Wednesday, 2 April 2014

ST.VINCENT - St. Vincent

Highlights: Prince Johnny, Huey Newton, Digital Witness

7/10

God. People just love her, don’t they. But before I get to the merits of St. Vincent’s latest, please take a listen to this. Now listen to this album. Now tell me what you think.

Twisted pop music. If it’s not genuine, it might sound like you’re trying too hard. You pull your socks up, way up, and they snap. It’s not pretty. “Rattlesnake”, the opening song here, clanks and clatters and then suddenly it’s over. Excuse me? Where’s the punchline? Instead, she should have opened the album with the funky post-punk of “Birth In Reverse”. More than anything on St. Vincent, the song proves that the collaboration with David Byrne left a lasting impression on her. Also, “Oh what an ordinary day; take out the garbage, masturbate” is a huge opening line. “Prince Johnny” is the sort of stuff Lana Del Rey would record – if Lana Del Rey was about substance rather than style. “Huey Newton” starts as a haunting ballad with a lovely watery keyboard line and then becomes all noisy and tastefully abrasive.

Unfortunately, Annie Clark isn’t a great songwriter. St. Vincent is a good album, but the lady just doesn’t have that many remarkable songwriting chops. It’s clever, inventive, but you feel the effort. She tries so goddamn hard to make it clever and inventive, and as a listener I feel compromised.
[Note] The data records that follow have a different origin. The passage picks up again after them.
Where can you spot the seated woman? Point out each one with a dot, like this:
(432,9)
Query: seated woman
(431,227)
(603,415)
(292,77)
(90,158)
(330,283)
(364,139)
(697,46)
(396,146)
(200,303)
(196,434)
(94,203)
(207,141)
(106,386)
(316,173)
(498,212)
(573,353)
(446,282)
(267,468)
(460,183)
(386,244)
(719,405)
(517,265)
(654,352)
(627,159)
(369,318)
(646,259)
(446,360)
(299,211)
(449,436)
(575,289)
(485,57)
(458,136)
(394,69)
After the soulful and surprisingly straightforward “I Prefer Your Love” (‘…to Jesus’), the thing becomes very messy. Good choruses are mixed with go-nowhere verses and desperate attempts at being idiosyncratic. Having said that, “Severed Crossed Fingers” is a great closer. 

An impressive, self-consciously smart record, but Christ what a suffocating listen. She won’t give you a chance to breathe, and she won’t give you a single sensation you won’t get from a far superior Kate Bush album. Still, a seven. Some things are for admiration rather than love.